"What 'ave yer done now?" inquired Mrs. Smithkins.
"Made 'er laugh! Said I would. I fair 'ate to see a glum look on a pretty face. You've lost yer friend, Miss Stornway. Now, won't yer come in an' 'ave a cosy cup o' tea along o' me?"
"An' see 'er wunnerful pictures," sniggered Mrs. Smithkins.
"Jist be off with yer. To the pure all things is white as wool. Shakespeare! Miss Stornway's a real laidy. She knows Shakespeare, I bet. You ask 'er."
All this certainly succeeded in distracting Evarne's mind.
"Thank you," she said. "I shall very much like to come."
The visit turned out very successful, though it was perforce but brief, as the girl had to be back at her labours again. Only by uninterrupted industry could the requisite number of blouses be finished, and Evarne, with only a few weeks' practice at machining, was far less rapid than had been Miss Brodie with her ten years' experience. Milly, the new fourteen-year-old apprentice, was clumsy and somewhat idle, so that there was now less time than ever in Evarne's life for protracted afternoon calls.

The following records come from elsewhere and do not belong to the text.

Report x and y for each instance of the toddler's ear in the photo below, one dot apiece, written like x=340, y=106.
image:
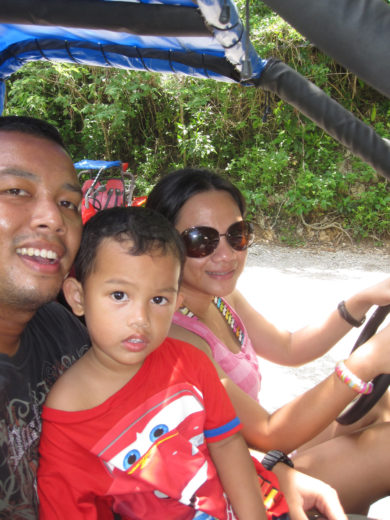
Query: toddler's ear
x=179, y=301
x=74, y=294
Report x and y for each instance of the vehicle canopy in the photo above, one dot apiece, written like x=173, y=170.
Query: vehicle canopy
x=208, y=39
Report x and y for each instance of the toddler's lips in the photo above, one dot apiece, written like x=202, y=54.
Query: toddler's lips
x=135, y=343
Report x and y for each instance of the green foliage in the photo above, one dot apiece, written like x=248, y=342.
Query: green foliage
x=288, y=168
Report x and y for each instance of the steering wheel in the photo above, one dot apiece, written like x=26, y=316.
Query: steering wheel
x=363, y=403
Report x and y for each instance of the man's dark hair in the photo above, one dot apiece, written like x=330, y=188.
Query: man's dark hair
x=31, y=126
x=173, y=190
x=148, y=231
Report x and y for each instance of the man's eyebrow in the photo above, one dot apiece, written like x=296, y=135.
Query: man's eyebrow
x=16, y=172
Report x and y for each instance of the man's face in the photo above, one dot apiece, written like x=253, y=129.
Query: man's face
x=40, y=224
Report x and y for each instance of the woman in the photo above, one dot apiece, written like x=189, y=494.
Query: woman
x=209, y=212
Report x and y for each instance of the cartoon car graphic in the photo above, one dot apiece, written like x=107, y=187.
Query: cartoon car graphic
x=159, y=450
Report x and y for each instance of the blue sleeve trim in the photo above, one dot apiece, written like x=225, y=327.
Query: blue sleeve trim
x=221, y=430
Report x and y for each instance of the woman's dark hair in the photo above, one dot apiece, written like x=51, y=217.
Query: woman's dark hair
x=173, y=190
x=147, y=230
x=31, y=126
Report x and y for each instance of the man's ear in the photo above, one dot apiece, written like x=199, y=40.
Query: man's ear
x=74, y=294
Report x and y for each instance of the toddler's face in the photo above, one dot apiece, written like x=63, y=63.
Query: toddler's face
x=129, y=302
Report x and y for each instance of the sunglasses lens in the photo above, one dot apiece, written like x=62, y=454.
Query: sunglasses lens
x=200, y=241
x=240, y=235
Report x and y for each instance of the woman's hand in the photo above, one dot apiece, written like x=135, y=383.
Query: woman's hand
x=373, y=357
x=304, y=493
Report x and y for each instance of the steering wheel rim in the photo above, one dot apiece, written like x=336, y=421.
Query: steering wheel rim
x=363, y=403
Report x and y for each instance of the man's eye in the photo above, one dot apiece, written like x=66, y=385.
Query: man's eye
x=159, y=300
x=119, y=296
x=69, y=205
x=17, y=192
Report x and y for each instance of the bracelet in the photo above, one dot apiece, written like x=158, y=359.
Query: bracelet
x=347, y=317
x=354, y=382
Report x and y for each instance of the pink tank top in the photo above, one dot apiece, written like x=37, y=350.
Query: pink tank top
x=241, y=367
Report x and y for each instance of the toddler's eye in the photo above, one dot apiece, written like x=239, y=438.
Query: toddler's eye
x=159, y=300
x=119, y=296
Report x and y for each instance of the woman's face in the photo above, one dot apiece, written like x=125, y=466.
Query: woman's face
x=216, y=274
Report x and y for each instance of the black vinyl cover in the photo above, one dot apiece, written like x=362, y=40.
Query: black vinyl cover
x=134, y=18
x=359, y=138
x=356, y=33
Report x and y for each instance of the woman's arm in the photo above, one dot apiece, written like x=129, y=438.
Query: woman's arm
x=308, y=414
x=310, y=342
x=238, y=476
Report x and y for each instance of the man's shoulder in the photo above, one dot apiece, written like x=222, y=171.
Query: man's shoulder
x=55, y=327
x=55, y=315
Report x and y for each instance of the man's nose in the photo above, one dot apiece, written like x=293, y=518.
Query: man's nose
x=47, y=215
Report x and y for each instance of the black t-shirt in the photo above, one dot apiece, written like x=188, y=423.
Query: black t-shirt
x=50, y=343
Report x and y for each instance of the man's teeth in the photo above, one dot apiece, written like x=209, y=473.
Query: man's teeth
x=43, y=253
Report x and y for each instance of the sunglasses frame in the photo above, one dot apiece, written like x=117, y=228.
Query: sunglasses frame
x=208, y=244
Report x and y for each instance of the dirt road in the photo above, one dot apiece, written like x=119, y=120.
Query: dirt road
x=293, y=287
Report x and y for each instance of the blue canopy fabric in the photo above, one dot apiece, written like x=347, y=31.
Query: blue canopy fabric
x=206, y=39
x=90, y=164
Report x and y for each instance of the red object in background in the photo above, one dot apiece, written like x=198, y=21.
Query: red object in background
x=139, y=201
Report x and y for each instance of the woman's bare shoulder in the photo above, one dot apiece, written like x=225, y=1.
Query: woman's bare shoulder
x=178, y=332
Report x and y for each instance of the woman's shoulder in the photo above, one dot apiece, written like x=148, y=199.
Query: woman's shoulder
x=183, y=334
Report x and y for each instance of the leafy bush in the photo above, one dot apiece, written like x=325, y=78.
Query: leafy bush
x=290, y=170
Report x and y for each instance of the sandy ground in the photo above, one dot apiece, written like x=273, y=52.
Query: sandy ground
x=293, y=287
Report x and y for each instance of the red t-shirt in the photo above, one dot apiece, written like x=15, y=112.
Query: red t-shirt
x=143, y=452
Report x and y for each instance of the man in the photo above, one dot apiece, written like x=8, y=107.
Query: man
x=40, y=229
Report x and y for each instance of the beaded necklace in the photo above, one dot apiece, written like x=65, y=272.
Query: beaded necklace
x=225, y=311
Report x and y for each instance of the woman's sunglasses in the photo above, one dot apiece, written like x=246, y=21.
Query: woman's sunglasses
x=203, y=241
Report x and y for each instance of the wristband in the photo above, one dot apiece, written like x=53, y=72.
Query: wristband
x=347, y=317
x=273, y=457
x=354, y=382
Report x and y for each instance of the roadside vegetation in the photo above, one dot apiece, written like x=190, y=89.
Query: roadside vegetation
x=301, y=185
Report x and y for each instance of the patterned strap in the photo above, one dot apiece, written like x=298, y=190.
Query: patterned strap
x=226, y=313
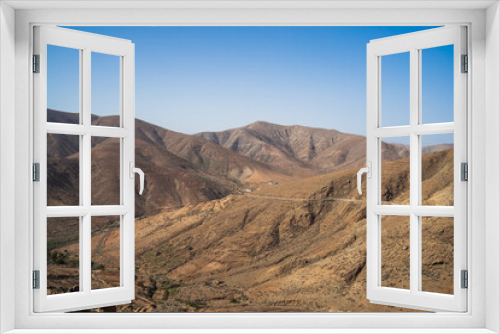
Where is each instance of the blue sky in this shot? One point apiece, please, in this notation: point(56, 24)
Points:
point(193, 79)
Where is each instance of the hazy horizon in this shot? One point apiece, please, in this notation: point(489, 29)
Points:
point(195, 79)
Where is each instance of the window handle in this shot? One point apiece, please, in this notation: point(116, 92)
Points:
point(134, 170)
point(368, 171)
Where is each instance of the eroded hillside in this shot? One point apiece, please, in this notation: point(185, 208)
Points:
point(297, 246)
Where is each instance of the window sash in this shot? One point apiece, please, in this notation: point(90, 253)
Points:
point(413, 43)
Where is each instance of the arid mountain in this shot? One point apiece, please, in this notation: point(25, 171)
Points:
point(180, 169)
point(298, 246)
point(298, 150)
point(435, 148)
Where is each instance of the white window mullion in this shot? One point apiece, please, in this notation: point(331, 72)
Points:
point(86, 236)
point(414, 171)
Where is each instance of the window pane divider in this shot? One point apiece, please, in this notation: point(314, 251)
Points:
point(81, 130)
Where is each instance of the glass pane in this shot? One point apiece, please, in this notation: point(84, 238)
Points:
point(105, 89)
point(63, 170)
point(437, 84)
point(105, 252)
point(105, 171)
point(395, 245)
point(63, 85)
point(437, 169)
point(395, 171)
point(437, 254)
point(395, 89)
point(63, 249)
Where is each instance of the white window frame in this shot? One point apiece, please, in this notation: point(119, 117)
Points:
point(414, 43)
point(86, 44)
point(484, 50)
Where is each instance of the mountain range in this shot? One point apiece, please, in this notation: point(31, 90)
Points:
point(188, 169)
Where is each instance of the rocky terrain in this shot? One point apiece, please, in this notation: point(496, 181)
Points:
point(292, 247)
point(263, 218)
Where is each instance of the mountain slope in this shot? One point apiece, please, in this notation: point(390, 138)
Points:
point(298, 150)
point(260, 252)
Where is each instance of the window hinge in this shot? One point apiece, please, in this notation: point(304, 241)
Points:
point(464, 171)
point(465, 64)
point(36, 63)
point(465, 279)
point(36, 172)
point(36, 279)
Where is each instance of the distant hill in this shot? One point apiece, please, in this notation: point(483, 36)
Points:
point(262, 253)
point(298, 150)
point(180, 169)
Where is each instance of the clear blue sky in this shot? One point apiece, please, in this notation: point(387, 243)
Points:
point(193, 79)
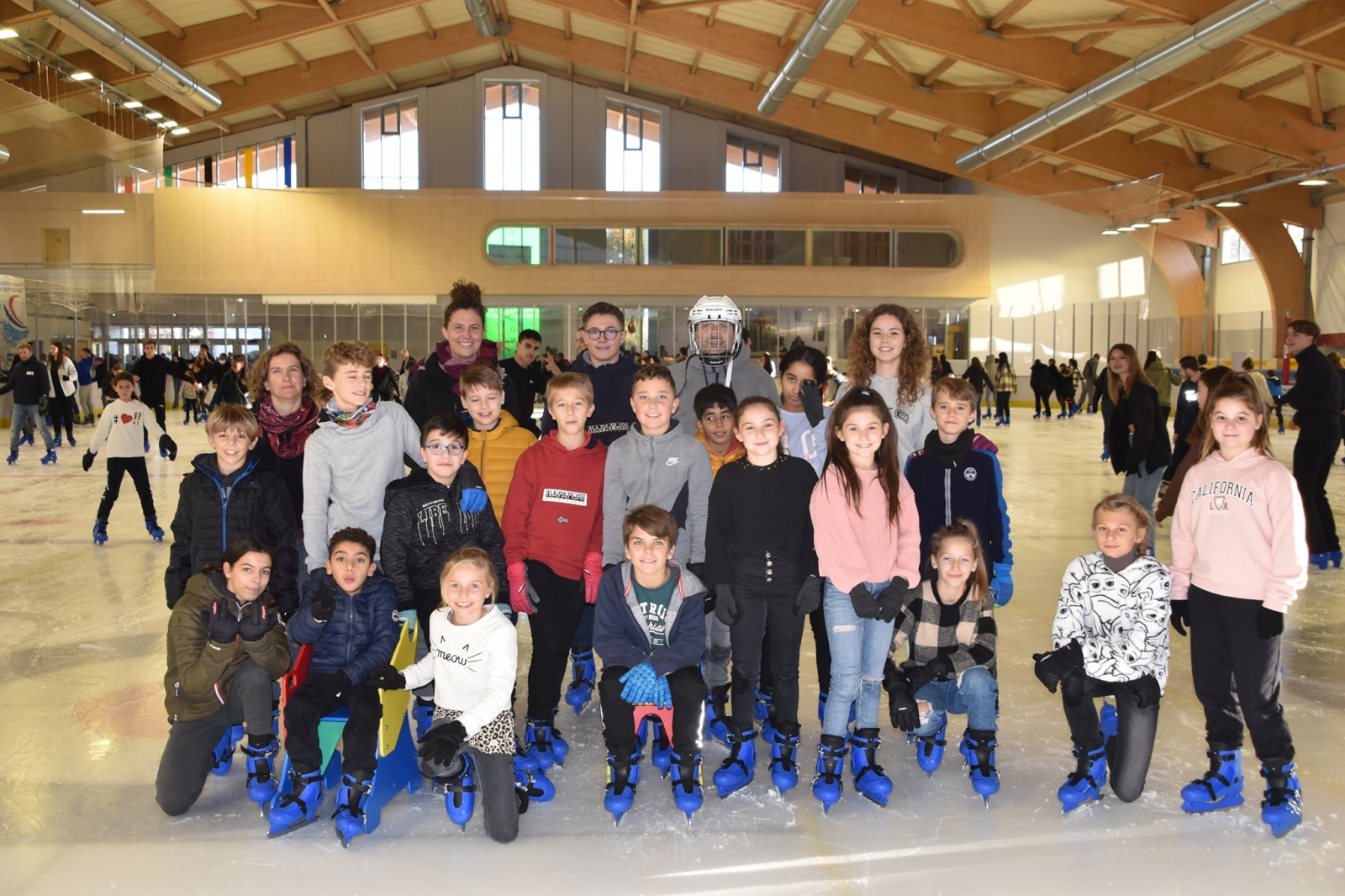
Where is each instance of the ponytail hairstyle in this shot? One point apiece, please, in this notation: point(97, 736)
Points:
point(1242, 389)
point(887, 458)
point(966, 530)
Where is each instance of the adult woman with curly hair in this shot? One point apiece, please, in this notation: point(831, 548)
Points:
point(889, 356)
point(287, 414)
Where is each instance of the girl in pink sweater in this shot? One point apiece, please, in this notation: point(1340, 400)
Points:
point(1239, 559)
point(867, 532)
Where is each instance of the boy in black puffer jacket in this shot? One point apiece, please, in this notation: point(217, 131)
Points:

Day after day she worked with a will, and though at first her uttermost endeavours only brought in about fourteen-and-sixpence each week, she rapidly grew more skilful. Milly, too, became quicker and more useful, and things were thus promising to become decidedly easier when an unforeseen accident occurred. It was just one of those foolish little mishaps that nobody can always succeed in guarding against. This one was very unromantic in its origin. Evarne was seated on the side of one of the public baths, polishing and paring and generally attending to her pretty pink feet and nails, when somehow she lost her balance and fell. In saving herself from splashing half-dressed into the water, she contrived to drive the point of the scissors into her finger, right down to the bone.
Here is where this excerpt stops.